Little Wilson and Big God: The First Part of the Confession - Anthony Burgess

An extraordinary autobiography. 

Prior to reading this, the only other book I'd read by Anthony Burgess was "A Clockwork Orange". I was inspired to read this book, having come across a short extract, photocopied and framed on the wall of The Wheatsheaf pub in Rathbone Place, London. Anthony Burgess was once a customer and he was describing the era in the 1940s when both he and Julian Maclaren-Ross were regulars. As a great admirer of Julian Maclaren-Ross, it was a desire to read this particular section (probably only six or seven pages in total) that prompted me to read it.
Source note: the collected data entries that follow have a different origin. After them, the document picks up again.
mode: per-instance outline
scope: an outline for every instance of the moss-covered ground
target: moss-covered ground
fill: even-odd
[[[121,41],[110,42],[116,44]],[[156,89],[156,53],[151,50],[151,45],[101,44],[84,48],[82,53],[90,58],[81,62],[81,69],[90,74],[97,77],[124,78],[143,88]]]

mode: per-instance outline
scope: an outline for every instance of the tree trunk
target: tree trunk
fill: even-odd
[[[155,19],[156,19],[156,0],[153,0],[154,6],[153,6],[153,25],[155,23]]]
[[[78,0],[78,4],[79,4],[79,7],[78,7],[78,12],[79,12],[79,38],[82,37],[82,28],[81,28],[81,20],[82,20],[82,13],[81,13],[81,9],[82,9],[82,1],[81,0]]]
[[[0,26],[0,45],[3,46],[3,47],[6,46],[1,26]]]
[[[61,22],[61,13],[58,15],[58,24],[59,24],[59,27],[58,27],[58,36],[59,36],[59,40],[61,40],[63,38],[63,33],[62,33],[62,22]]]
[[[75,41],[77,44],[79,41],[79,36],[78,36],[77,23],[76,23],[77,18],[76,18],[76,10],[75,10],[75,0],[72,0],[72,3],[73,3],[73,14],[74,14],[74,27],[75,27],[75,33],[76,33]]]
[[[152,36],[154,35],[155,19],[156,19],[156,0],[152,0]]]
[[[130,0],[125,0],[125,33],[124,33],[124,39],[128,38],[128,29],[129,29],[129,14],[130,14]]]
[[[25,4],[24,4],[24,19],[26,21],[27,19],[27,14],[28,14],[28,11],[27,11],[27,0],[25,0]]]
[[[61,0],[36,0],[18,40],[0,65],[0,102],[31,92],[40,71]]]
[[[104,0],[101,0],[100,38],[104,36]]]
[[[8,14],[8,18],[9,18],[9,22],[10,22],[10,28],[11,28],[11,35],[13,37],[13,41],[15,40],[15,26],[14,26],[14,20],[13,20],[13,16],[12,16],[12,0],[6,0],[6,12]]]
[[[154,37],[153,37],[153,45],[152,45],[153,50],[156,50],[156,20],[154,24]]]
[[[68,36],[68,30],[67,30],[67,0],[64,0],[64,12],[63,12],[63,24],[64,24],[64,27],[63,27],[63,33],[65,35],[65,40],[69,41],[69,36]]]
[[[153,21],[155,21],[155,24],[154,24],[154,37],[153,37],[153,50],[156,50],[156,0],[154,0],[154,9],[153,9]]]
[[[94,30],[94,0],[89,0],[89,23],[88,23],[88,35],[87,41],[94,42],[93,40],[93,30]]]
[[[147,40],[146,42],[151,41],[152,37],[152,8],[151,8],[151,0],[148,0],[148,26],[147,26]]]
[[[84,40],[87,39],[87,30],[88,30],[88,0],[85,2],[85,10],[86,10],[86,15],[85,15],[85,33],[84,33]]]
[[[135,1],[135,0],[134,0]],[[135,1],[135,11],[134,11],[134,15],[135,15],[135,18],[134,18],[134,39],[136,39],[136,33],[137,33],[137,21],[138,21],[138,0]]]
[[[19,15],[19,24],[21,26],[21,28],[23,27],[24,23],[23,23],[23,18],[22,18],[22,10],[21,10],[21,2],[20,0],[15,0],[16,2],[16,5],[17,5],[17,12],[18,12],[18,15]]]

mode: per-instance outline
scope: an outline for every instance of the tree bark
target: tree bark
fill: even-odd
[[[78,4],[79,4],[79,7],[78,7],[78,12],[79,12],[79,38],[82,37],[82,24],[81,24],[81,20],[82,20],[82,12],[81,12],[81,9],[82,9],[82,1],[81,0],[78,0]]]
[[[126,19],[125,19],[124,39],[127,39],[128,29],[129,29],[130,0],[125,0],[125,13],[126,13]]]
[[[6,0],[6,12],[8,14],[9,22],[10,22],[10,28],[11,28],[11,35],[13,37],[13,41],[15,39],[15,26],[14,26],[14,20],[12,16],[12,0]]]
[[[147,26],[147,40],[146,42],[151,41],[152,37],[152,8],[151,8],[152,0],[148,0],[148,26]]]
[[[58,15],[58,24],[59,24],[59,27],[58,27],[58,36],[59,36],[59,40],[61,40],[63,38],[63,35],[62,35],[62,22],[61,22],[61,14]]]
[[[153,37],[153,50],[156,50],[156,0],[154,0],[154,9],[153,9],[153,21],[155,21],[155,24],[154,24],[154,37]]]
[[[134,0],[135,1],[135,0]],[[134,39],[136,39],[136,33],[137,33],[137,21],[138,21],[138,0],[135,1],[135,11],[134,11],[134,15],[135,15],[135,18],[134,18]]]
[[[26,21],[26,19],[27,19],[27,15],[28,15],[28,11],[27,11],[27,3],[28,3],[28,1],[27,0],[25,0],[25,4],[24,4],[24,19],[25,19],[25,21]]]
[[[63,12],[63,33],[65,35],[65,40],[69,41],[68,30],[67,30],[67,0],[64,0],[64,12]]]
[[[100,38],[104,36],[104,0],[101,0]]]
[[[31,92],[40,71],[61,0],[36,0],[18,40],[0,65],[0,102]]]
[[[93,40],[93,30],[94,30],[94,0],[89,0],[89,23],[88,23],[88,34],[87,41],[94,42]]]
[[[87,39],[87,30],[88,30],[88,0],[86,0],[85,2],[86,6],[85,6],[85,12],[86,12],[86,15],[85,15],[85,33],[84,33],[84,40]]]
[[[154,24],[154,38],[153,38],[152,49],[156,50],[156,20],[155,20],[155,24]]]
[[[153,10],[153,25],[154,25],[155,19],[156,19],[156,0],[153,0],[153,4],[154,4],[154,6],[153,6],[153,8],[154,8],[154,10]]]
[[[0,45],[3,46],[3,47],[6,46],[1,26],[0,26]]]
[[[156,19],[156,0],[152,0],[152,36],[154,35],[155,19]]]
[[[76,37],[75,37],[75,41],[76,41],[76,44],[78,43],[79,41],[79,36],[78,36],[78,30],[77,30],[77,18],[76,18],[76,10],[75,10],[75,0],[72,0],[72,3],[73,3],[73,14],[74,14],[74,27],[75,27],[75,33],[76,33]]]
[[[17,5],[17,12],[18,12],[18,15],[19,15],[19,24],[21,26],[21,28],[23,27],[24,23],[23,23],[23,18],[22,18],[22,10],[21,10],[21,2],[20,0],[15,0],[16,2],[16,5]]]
I should add that Burgess was gratifyingly complimentary about the work of Maclaren-Ross and brings that era beautifully to life.

"Little Wilson and Big God" is only the first part of a two part biography and covers the 42 years from Burgess’s birth, in 1917, to 1959, when his time as teacher and education officer in Malaya and Brunei came to an end and he decide to devote himself to writing full time (believing he only had a year to live).

Burgess was clearly very bright and something of a polymath. He taught himself languages and wrote classical music in addition to gaining scholarships and doing well at school. Despite this he was also something of a slacker as a young man, drifting through the war, and then into teaching in Malaya and Brunei. He and his wife had an open relationship from the off, and he appears to be very honest about his conduct which was frequently drunken and idiosyncratic. He has a trove of great memories.

I found the whole book engrossing as he vividly recreated the Manchester of his boyhood; life in the army during the war with all its attendant pettiness and absurdities; and his various eccentricities, and onto ever more outrageous behaviour as an observant if unorthodox expat during the fag end of British colonialism.

His writing style is flamboyant and sophisticated, and required a few stops to consult the dictionary, and I felt I was in the hands of a great writer at the top of his game. 

I eagerly anticipate the second part "You've Had Your Time". 

I have also bought "The Complete Enderby" too. This feels like the start of a beautiful relationship.